Docker Container expose to 127.0.0.1 not working (LXC)

Help
1

Expected Behaviour:

Hey! I need your help.
I've been running Pi-Hole on a server on the internet for ages.
The server is an LXC container based on Proxmox.
I don't have access to Proxmox because it's a rented vServer.

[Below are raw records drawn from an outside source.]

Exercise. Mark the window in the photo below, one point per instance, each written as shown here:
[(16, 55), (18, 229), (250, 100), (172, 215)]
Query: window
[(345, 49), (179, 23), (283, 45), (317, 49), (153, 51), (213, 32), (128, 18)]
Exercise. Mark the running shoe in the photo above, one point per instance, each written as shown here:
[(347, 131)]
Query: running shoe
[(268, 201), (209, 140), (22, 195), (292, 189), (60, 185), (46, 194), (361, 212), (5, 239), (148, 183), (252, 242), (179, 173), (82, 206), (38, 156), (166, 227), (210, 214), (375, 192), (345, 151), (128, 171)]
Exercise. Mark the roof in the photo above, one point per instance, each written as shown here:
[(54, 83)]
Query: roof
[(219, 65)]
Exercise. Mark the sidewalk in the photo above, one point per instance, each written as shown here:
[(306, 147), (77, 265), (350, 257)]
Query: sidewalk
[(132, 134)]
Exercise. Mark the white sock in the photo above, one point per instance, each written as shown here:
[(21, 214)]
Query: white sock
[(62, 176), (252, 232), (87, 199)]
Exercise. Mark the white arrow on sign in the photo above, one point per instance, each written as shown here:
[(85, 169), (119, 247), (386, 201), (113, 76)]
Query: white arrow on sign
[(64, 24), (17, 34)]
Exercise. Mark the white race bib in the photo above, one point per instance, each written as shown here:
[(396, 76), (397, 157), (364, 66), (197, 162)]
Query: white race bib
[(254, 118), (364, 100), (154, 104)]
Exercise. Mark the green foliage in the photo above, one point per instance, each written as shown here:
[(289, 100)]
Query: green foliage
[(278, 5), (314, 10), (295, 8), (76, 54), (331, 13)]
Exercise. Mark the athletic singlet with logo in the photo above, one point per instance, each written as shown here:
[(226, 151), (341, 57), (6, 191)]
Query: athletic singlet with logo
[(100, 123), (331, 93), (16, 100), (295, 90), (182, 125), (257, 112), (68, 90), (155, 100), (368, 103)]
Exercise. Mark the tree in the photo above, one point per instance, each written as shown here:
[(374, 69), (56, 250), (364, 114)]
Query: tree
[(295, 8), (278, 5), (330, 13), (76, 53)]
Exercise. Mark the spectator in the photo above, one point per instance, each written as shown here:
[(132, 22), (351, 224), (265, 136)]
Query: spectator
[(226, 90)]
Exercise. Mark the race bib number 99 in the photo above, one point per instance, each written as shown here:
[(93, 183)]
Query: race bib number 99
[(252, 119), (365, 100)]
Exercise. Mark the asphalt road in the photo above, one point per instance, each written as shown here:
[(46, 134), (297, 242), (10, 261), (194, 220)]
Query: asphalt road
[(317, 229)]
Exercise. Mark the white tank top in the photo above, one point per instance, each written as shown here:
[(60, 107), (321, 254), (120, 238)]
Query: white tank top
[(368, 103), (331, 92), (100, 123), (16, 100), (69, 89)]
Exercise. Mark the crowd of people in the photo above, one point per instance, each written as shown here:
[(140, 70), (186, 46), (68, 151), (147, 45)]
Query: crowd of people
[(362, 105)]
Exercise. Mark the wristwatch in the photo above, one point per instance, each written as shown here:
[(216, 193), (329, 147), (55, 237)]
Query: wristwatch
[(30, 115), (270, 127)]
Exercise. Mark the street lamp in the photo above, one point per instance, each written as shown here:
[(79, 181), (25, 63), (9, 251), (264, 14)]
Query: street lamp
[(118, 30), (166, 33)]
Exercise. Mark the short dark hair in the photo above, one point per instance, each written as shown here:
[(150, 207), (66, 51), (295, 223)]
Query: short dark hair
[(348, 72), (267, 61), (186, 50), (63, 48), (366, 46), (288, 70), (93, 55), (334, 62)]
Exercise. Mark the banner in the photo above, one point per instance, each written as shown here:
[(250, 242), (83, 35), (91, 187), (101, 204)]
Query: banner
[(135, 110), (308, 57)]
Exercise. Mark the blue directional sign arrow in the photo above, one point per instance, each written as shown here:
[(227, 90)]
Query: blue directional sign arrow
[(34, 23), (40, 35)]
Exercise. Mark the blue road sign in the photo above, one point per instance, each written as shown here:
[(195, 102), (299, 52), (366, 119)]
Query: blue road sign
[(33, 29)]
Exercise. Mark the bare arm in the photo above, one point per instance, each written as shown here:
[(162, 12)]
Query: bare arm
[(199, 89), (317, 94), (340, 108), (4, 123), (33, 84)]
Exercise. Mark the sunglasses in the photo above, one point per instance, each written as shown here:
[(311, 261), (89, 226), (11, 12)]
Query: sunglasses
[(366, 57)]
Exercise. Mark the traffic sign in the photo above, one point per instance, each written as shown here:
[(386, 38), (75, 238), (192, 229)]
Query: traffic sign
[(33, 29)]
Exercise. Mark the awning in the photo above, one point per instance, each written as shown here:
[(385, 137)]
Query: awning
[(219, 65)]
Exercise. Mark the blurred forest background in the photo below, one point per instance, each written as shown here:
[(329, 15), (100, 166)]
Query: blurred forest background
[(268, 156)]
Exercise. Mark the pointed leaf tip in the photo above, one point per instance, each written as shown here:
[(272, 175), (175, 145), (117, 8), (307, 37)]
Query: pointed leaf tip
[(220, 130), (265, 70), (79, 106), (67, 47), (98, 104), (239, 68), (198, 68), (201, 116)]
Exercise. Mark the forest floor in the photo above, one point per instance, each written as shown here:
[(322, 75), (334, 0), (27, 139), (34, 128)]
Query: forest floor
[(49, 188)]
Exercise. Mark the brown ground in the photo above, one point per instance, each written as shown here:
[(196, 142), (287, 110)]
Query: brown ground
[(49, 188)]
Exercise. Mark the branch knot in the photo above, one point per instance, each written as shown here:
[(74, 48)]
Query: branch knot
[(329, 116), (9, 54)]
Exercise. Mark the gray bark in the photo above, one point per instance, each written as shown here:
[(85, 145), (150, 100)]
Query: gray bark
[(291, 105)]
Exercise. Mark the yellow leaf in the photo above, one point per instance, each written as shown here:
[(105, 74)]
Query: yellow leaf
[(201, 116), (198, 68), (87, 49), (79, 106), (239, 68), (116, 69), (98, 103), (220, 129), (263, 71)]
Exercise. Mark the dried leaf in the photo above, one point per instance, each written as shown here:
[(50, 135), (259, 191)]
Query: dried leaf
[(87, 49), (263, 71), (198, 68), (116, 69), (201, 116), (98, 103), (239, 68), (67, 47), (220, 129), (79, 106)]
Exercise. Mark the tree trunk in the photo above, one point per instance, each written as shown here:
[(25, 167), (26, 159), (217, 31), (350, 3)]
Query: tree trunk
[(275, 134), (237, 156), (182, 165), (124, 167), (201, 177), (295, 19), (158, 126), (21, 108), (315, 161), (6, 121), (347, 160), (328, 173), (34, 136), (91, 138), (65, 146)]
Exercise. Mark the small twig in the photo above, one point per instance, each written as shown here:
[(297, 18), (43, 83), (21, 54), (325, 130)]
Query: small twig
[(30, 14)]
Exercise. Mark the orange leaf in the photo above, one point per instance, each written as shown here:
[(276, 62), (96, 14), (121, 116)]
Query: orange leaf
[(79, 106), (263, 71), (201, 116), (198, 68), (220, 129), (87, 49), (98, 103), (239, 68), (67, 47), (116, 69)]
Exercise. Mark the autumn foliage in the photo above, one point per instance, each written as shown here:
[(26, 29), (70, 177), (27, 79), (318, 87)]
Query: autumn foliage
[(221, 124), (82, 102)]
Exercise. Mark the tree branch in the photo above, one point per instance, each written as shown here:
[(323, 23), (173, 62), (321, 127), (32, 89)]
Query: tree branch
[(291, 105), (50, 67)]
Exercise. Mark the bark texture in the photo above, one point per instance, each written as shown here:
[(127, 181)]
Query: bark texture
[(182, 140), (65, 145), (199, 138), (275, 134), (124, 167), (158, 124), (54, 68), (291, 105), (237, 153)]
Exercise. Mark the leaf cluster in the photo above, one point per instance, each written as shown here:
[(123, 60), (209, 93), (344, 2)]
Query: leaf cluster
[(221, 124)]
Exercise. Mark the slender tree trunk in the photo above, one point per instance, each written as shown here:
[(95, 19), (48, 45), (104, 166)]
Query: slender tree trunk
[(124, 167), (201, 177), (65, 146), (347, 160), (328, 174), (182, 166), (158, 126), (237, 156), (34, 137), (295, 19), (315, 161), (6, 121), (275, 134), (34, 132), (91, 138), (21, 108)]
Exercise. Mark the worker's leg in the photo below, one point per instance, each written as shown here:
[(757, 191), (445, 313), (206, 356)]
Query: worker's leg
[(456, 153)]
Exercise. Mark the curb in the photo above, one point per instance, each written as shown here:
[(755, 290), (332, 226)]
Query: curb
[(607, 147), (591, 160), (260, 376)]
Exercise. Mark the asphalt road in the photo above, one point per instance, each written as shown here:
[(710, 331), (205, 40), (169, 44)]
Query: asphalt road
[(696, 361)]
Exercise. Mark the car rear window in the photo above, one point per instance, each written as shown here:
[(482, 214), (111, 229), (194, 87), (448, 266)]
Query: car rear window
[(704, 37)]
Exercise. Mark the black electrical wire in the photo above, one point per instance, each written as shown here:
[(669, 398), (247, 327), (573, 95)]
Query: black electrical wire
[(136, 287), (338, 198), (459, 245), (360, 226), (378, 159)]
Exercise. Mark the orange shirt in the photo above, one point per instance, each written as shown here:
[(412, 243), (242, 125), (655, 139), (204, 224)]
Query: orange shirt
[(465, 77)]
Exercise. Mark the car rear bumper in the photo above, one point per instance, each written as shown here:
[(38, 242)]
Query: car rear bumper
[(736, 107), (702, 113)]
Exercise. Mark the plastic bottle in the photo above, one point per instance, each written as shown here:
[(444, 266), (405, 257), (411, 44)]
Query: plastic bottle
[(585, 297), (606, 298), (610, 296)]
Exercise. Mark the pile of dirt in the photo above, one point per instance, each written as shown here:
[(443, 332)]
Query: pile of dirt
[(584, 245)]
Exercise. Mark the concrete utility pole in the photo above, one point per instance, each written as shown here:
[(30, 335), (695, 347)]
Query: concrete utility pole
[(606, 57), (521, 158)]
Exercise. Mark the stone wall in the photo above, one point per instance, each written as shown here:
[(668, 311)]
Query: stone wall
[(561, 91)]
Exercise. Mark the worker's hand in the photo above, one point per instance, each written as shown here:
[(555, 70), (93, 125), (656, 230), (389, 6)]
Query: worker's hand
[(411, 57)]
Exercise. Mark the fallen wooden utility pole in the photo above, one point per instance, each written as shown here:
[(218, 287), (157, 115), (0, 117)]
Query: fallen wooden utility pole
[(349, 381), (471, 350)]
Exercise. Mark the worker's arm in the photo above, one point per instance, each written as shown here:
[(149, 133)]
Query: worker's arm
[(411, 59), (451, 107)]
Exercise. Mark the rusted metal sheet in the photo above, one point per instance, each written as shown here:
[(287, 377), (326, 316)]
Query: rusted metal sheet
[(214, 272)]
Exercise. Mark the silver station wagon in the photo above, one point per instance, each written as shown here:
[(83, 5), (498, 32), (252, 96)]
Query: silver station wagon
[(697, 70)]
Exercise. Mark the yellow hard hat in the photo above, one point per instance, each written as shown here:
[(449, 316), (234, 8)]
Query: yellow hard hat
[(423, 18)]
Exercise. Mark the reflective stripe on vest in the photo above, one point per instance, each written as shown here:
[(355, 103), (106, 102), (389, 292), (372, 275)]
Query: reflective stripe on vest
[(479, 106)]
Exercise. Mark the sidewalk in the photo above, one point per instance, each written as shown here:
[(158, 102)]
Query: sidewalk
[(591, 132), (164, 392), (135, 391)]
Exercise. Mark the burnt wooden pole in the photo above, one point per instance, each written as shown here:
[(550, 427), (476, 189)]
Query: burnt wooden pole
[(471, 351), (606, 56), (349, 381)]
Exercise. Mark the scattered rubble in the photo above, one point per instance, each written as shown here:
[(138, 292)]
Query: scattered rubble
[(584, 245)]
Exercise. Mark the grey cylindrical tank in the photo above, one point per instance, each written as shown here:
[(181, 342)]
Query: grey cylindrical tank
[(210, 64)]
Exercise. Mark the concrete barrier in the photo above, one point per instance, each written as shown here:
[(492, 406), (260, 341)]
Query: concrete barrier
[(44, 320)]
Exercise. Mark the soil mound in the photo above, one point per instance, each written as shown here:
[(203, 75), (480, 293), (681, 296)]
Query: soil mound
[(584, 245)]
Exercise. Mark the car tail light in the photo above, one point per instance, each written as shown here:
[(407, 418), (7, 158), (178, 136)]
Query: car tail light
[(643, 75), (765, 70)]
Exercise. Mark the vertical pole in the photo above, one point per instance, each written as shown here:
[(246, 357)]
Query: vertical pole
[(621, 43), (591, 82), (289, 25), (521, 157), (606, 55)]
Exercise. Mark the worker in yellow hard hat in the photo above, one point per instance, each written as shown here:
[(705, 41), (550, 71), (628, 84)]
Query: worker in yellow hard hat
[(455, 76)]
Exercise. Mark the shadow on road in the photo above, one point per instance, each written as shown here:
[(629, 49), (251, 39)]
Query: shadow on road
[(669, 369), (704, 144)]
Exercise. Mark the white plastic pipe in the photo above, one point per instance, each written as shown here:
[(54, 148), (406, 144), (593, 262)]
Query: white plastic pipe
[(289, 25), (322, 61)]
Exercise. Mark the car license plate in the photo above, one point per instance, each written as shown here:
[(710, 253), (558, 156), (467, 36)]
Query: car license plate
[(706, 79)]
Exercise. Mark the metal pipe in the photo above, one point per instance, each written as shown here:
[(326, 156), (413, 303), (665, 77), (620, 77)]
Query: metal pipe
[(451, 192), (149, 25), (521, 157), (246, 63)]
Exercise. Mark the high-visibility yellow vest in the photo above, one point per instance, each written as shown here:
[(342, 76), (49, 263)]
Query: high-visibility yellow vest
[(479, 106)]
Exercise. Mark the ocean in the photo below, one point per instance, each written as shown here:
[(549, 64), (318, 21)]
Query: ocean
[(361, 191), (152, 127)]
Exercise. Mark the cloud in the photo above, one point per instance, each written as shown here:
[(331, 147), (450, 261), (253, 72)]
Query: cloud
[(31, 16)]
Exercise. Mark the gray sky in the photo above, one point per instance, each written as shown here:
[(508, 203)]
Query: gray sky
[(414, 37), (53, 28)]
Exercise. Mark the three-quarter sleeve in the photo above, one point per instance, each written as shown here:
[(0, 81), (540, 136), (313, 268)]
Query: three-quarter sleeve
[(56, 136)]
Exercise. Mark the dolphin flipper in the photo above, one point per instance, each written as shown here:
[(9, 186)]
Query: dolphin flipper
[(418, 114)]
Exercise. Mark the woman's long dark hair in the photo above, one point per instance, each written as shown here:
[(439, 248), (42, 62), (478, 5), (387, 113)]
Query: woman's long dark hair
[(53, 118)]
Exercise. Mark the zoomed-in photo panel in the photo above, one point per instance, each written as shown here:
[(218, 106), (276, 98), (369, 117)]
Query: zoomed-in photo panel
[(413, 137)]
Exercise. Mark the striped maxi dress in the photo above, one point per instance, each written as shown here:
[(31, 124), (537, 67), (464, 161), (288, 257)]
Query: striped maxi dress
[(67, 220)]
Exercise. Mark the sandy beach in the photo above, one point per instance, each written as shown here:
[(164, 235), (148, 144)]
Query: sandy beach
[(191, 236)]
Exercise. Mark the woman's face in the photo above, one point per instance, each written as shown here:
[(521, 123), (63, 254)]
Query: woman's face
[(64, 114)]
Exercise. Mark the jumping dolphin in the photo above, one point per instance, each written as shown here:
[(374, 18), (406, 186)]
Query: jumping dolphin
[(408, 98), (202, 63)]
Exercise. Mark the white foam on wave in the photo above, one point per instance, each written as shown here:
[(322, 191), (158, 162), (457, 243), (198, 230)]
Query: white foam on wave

Pi-Hole runs in a Docker container with Docker Compose.
I have opened all ports on 127.0.0.1 – i.e. only locally.
This has worked great so far.
Since yesterday, I can no longer access Pi-Hole locally on the server.
However, if I remove 127.0.0.1 and open the port to the internet in this case, I can access Pi-Hole locally on the system again.
But that's not good, because you're not supposed to publish your DNS on the internet.
I've put nginx in front of it so that I can use DoT and DoH.

What am I doing wrong?

Here is my docker-compose.yml:

services:
  pihole:
    container_name: pihole
    image: pihole/pihole:latest
    ports:
      - "127.0.0.1:30000:53/tcp"
      - "127.0.0.1:30000:53/udp"
      - "127.0.0.1:30001:67/udp"
      - "127.0.0.1:30002:80/tcp"
      - "127.0.0.1:30003:443/tcp"
      - "127.0.0.1:123:123/udp"
    environment:
      TZ: 'Europe/Berlin'
    volumes:
       - './etc-pihole/:/etc/pihole/'
       - './etc-dnsmasq.d/:/etc/dnsmasq.d/'
    dns:
      - 9.9.9.9
      - 1.1.1.1
    restart: unless-stopped

docker container ls

CONTAINER ID   IMAGE                             COMMAND                  CREATED          STATUS                    PORTS                                                                                                                                                                       NAMES
c128cd6e9c55   pihole/pihole:latest              "start.sh"               12 minutes ago   Up 12 minutes (healthy)   127.0.0.1:123->123/udp, 127.0.0.1:30000->53/tcp, 127.0.0.1:30000->53/udp, 127.0.0.1:30001->67/udp, 127.0.0.1:30002->80/tcp, 127.0.0.1:30003->443/tcp                        pihole

If I go into the container itself and run curl http://127.0.0.1:80, the web interface is displayed.
There must be some kind of problem between Pi-Hole and Docker. :frowning:

root@lxc-hoerli:~# curl http://127.0.0.1:30002
curl: (56) Recv failure: Connection reset by peer

docker-container:/# curl http://127.0.0.1:80
<!doctype html>
<!--
*  Pi-hole: A black hole for Internet advertisements
*  (c) 2017 Pi-hole, LLC (https://pi-hole.net)
*  Network-wide ad blocking via your own hardware.
*
*  This file is copyright under the latest version of the EUPL.
*  Please see LICENSE file for your rights under this license.
-->
<html lang="en">
<head>
    <meta charset="utf-8">
    <meta name="viewport" content="width=device-width, initial-scale=1">
    <title>Pi-hole</title>
    <meta name="csrf-token" content="">
..................

System

  • Debian 12 (LXC)
  • Docker version 29.1.4, build 0e6fee6
  • Docker Compose version v5.0.1

Debug Token:

l7cbTVLE

2

You can't just remap port 53 to 30000 or any other port.
All client software will use 53, as that's the standard port for DNS.

EDIT: It may only work if you can control all your clients to use that other port.
I'd initially overlooked that could be the case for you, if your nginx DoH proxy would effectively be your only client.

3

I can change port 53 to 30000.
I have nginx running in front of it, which serves as a DoH and DoT server as described.
There I can set DNS on port 30000 as upstream DNS.
That works wonderfully.
I have two other Pi-Holes running with the same setup and it works great.
The only difference there is that one uses a real virtual machine and the other uses direct hardware.

4

I completely uninstalled Docker and updated the system to Debian 13.
Then I reinstalled Docker and... it's working again.

No idea what has been postponed again, but it's currently running.
I'll keep an eye on it.

5

This topic was automatically closed 21 days after the last reply. New replies are no longer allowed.